Котенок жалобно мяукал и дрожал, дрожал. Ему было и холодно, и тесно, и страшно. Да и есть хотелось: мама всегда в это время кормила его своим молоком. Вспомнил про мать котенок и еще жалобнее замяукал. Долго-долго сидел он в кармане у нового хозяина, с горя собрался уже заснуть. Как вдруг чья-то жесткая рука вытащила его из кармана. Котенок увидел, что он в чужой незнакомой комнате. И кругом все чужие.
 
Двое детей, мальчик и девочка, громко закричали, бросились к нему и стали целовать и тормошить.
 
      - Ах, какая прелесть! Какой хорошенький, маленький!
 
      - Назовем его Рыжиком!
 
      - Да, да!
 
      - Он будет мой, – сказал мальчик.
 
      - Нет, мой!
 
      - Нет, мой!
 
      Дети стали вырывать его друг у друга. Один взял за голову, другая за ноги. Котенок замяукал и царапнул мальчика за руку. Тогда его отпустили и побежали за молоком. Когда молоко принесли, то и мальчик, и девочка поочередно стали тыкать котенка мордочкой в блюдце с холодным молоком. Котенок холодного молока пить не хотел, мяукал и звал свою маму. Наконец, детей увели спать, а котенка сунули в деревянный ящик, куда положен был кусок рваного одеяла.
 
      Электричество потушили, и все затихло. Мыши стали бегать по комнате , собирали крошки под столом, выпили из блюдечка все молоко. Одна была очень храбрая. Она подбежала к ящику и заглянула туда: «Э! Да кот-то совсем маленький! Немного больше меня! – пропищала мышь. Этого кота я не боюсь». И все мыши от радости, что кот маленький, запрыгали кругом ящика.
 
      А в комнате на Пречистенке рыжая кошка-мама всю ночь бродила по углам, искала своего любимого котенка.
 
      На следующий день дети на Кудринской Садовой улице тихонько встали, побежали к деревянному ящику, а там – никого нет! Дети закричали:
 
      - Рыжик пропал! Рыжик пропал!
 
      И папа, и мама, и дети стали ходить по комнате искать Рыжика. Они смотрели под кровати, под диван, за печкой и за шкафом – нигде нет Рыжика! Вдруг девочка увидела, что из ее школьной сумки торчит рыжий хвостик. Засмеялись все и очень обрадовались, что нашли котенка. Вытащили его из сумки и дали молока, теперь уже теплого. Он выпил, и ему стало не так скучно. А когда дети ушли в школу, он совсем развеселился – стал играть с катушкой, которую бросила ему хозяйка, прыгал по всей комнате и, наконец, уснул на диване.
 
      Прошла неделя, и Рыжик окончательно привык к хозяевам, и хозяева привыкли к нему и полюбили его. Когда девочка садилась учить уроки. Рыжик влезал к ней на колени, оттуда на стол и наводил там порядок: макал лапки в чернильницу, хватал зубами перо, отчего девочка садила в тетрадке кляксу. Одним словом, так шалил, что его приходилось шлепать. Иногда он влезал на диван, где лежала виолончель хозяина, дергал лапками за струны и прислушивался -как славно они гудят...
 
      Скоро Рыжик научился и мышей ловить. Прежде, чем съесть мышку, он долго с ней играл. «Ловчий будет кот!» – говорили про него и хозяева. И соседи по квартире.

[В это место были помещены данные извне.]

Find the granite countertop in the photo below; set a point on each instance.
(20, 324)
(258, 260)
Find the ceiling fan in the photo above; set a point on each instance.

А у кошки на Пречистенке отняли последнего котенка. Она искала его по всем углам, останавливалась и прислушивалась – не несут ли его обратно. И жалобно мяукала:
- Мяу! Где Вы , детки мои любимые?
 
      Но не слышат котята материнского голоса! Далеко унесли их от родного угла. Одного – на Кудринскую Садовую, а другую – на Пименовскую улицу, к старушке-уборщице Анне Николаевне. Давно искала она сибирскую кошечку и, когда нашла, то очень обрадовалась. Она завернула ее в теплый вязаный платок. Положила в сумку и унесла домой. Там сейчас же накормила теплым молоком и положила в ногах кровати под ватное одеяло: «Спи!»
 
      - Славная будет кошечка! Ишь какая пушистая! Так и стану ее звать: «Пушинка!»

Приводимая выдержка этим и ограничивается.